Con una sonrisa, sentada en su escritorio, menciona que: “la paz necesita historias contadas con responsabilidad, sin revictimizar. Porque cuando el relato se hace bien, contribuye a la comprensión”.
Rural y urbano
En Colombia, la palabra paz nunca ha sido un concepto abstracto. Ha sido un proceso, una fecha en el calendario, un punto en la agenda de los gobiernos y, sobre todo, una expectativa que se renueva con cada generación. Cada intento —desde La Uribe hasta La Habana — ha mostrado que la negociación es apenas una parte del camino.
Entre las distintas voces surge una idea en común: la guerra ha permanecido tanto tiempo en la vida nacional que ha moldeado rutinas, decisiones y silencios, pero eso no significa que el país la haya aceptado como destino. “Más que acostumbrarse, Colombia aprendió a convivir con la guerra porque no tuvo otra opción. Pero eso no quiere decir que lo considere normal”, manifiesta Ivonne Rodríguez.

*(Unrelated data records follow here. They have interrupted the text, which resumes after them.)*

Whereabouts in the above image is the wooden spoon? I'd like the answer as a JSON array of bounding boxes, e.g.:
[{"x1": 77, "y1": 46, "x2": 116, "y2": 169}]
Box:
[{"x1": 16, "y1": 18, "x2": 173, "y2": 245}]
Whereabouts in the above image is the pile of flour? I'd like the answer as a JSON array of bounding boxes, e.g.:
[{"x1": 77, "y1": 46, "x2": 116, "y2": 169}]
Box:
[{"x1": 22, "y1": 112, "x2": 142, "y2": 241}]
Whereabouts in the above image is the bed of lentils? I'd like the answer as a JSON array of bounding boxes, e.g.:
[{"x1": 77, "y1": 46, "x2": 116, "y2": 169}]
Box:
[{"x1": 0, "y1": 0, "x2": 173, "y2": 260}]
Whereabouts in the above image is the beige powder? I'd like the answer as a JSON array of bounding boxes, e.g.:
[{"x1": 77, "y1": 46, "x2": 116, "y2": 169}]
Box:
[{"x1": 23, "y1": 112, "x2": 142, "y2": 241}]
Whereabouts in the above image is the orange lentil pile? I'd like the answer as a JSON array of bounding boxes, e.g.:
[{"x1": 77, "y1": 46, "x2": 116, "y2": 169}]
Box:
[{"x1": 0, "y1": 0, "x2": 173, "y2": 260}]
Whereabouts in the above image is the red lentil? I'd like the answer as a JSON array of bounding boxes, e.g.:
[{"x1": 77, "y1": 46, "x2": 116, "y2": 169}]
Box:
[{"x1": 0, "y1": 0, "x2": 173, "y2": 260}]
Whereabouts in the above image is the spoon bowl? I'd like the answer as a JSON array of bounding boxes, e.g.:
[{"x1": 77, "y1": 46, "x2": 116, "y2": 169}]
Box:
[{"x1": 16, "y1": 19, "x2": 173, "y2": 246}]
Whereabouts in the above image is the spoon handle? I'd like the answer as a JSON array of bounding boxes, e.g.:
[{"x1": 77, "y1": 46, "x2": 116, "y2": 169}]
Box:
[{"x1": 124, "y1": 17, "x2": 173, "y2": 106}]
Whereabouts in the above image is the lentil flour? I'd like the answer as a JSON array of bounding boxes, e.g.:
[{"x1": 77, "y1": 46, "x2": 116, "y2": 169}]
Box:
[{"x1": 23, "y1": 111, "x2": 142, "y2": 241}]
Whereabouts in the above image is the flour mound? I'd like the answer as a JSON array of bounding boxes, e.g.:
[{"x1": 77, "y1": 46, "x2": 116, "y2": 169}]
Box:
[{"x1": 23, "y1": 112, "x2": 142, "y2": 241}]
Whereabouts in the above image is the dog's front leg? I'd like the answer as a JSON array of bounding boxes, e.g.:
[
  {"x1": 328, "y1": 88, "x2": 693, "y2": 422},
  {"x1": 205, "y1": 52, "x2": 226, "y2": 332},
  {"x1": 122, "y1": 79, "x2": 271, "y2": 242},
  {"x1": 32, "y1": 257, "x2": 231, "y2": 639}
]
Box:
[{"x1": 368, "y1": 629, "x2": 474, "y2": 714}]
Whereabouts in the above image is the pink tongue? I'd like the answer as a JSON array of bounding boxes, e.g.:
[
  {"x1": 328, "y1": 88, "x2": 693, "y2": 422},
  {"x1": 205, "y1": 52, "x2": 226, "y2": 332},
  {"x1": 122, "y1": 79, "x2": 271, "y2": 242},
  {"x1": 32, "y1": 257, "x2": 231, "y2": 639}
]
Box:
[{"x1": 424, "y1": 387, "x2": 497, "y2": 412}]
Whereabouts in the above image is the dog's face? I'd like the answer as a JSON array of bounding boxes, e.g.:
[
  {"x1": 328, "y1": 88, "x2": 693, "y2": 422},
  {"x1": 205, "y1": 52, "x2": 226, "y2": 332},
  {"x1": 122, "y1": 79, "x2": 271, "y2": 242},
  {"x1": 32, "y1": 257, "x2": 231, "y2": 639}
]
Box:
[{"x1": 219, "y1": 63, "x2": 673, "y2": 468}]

En los territorios rurales, la guerra ha sido una presencia cotidiana que condicionó la vida comunitaria, la movilidad y el control del territorio; en lo urbano, su impacto muchas veces llegó mediado por la distancia, la información y los cambios políticos. Esta diferencia marcó formas distintas de entender la paz. Como explica el historiados Rojas: “Mientras en las regiones la prioridad ha sido dejar de vivir bajo el fuego, en las ciudades el debate ha girado más alrededor de lo político y lo institucional”.
Y es en esa distancia donde Colombia sigue intentado entender qué significa vivir en paz.